It's basic household management. In order to spend you have to earn. Bring in the women who manage household budgets - maybe they can do it.

Friday 9 December 2011

Christmas Spirit

I don't really have any. I find the whole performance shallow & superficial, time & money wasting.

I do not want to spend my time shopping for gifts for people, young or old, when they already seem to me to have everything their hearts could desire and more. I suppose the good thing is that charity shops probably do well out of unwanted gifts after the event. Or the gift will go into the "present drawer" for some other unsuspecting recipient on another occasion. You just need to remember who gave it to you so you don't give it them back!

I don't want to receive any more "stuff" either. If I want something I want to be able to chose it for myself, not have someone buy something in the mistaken belief I will like it or it will suit me. My life is paved with Christmases & birthdays I've looked forward to with eager anticitaption, only to have to pretend to be overjoyed with the gift so I don't spoil it for the giver.

I don't want to spend my time, which is diminishing on this earth, writing cards to people I communicate with on a regular basis in one form or another. I much prefer to say my good wishes face to face. I now send e greetings & give the money saved for cards & stamps to a new charity direct debit every year. The rolling programme continues year after year so the charities continue to benefit. I'm also pleased that I'm not contributing to deforestation. Interestingly, when I announced that I would no longer be sending cards, my reasoning wasn't universally understood or accepted. It was nearly the end of one friendship.

Similarly I don't enjoy the time wasting process of wrapping gifts & am frankly no good at it at all. However I do enjoy seeing the excitement of children opening parcels, so they are the only ones I continue to buy for. I tend to buy smaller, less expensive presents or contribute to a big present with their parents in the belief that the children I know already have vast quantities of things to amuse them.

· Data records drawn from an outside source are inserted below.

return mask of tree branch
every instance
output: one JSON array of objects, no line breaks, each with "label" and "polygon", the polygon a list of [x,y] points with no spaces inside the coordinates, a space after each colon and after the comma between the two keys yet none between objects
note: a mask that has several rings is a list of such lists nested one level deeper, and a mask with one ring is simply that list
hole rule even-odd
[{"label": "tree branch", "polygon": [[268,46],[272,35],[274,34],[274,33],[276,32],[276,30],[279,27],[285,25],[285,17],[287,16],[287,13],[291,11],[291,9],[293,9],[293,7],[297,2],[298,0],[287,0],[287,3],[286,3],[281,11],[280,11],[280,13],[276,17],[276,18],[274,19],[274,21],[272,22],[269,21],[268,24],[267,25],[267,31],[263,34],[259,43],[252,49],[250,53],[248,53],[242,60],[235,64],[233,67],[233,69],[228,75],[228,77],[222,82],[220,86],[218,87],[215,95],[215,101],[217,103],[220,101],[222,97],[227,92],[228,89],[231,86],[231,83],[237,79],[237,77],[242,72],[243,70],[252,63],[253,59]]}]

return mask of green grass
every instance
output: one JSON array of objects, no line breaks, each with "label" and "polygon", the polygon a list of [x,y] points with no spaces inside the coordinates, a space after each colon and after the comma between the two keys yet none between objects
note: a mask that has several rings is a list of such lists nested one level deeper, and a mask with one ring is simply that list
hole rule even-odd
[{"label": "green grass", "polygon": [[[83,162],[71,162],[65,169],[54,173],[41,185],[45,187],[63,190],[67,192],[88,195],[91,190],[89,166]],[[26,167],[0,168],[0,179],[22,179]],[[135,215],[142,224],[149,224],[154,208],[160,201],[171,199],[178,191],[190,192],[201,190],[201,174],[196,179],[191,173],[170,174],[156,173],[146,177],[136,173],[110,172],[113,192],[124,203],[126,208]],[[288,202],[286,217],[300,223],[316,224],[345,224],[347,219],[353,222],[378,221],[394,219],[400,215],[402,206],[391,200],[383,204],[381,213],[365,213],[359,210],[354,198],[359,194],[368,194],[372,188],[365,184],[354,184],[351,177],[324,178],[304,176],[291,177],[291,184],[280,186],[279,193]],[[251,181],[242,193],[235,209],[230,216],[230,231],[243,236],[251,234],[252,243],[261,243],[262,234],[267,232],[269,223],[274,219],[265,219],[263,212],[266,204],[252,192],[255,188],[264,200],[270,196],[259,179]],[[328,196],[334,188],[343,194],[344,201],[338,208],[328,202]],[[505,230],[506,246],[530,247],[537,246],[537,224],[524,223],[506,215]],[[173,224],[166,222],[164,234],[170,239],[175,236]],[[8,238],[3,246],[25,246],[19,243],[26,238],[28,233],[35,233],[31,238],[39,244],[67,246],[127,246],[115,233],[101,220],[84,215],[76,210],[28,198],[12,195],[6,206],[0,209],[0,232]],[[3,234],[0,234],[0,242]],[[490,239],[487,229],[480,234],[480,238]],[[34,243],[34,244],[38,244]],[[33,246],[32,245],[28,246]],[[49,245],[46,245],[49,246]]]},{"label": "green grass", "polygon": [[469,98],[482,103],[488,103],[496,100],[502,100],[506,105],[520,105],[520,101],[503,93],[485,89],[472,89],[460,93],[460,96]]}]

Then there is the shopping. I simply don't understand why anyone would want to spend time searching fruitlessly for the perfect gift in over hot & crowded stores, being entertained by the worst mindless & loud music. I don't go "shopping" very often anyway & when I do I rapidly come to the conclusion that there is nothing that I want that is worth the very real pain.

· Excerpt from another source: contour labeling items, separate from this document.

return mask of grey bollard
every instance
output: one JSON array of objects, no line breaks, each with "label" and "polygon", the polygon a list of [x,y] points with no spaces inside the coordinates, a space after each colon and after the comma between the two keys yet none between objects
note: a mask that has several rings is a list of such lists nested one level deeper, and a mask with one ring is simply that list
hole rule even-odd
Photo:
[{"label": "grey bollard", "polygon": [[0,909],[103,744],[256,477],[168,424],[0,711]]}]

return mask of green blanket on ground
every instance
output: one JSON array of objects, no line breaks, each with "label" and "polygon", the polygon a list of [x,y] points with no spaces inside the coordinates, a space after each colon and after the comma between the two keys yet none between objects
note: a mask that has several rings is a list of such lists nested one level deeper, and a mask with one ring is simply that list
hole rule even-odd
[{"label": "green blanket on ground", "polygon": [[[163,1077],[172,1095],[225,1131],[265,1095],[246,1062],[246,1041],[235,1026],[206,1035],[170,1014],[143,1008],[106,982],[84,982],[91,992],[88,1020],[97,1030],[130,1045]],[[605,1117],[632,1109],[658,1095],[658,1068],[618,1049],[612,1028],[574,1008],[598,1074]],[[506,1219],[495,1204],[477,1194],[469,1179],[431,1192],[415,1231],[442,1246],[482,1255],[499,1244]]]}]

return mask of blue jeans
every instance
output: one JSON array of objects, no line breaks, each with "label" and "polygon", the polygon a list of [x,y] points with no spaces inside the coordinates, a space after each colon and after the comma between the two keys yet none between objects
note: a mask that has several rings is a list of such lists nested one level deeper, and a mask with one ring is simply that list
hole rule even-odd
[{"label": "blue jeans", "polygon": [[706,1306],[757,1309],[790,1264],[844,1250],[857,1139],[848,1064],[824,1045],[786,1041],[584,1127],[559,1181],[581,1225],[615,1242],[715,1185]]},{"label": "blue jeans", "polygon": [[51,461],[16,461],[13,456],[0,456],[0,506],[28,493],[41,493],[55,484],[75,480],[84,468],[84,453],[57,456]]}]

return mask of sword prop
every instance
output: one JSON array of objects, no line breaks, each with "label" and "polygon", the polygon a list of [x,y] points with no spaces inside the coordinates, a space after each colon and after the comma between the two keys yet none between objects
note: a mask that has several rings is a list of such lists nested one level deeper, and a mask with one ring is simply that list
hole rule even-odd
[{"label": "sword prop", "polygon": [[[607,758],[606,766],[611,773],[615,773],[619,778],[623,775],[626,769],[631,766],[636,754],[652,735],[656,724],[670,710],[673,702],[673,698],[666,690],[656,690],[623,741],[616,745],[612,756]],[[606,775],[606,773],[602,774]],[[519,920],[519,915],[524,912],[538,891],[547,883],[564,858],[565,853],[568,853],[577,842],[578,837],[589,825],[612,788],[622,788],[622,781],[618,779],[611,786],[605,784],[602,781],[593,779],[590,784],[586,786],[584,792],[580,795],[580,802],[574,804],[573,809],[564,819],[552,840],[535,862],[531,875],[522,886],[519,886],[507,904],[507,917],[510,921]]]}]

There is also the food. Recipe searching, menu planning, food shopping & searching for obscure ingredients. The cooking starts at least a month in advance if you want quality home made as opposed to overpriced, less delicious,shop bought. The stress of mass catering on the 3 days of Christmas can & does lead to real family dischord. Not to mention the dreadful bloated, over stuffed, feeling after too much food. The only thing you can say about drink is that it probably gets you through everything else if you have enough of it. 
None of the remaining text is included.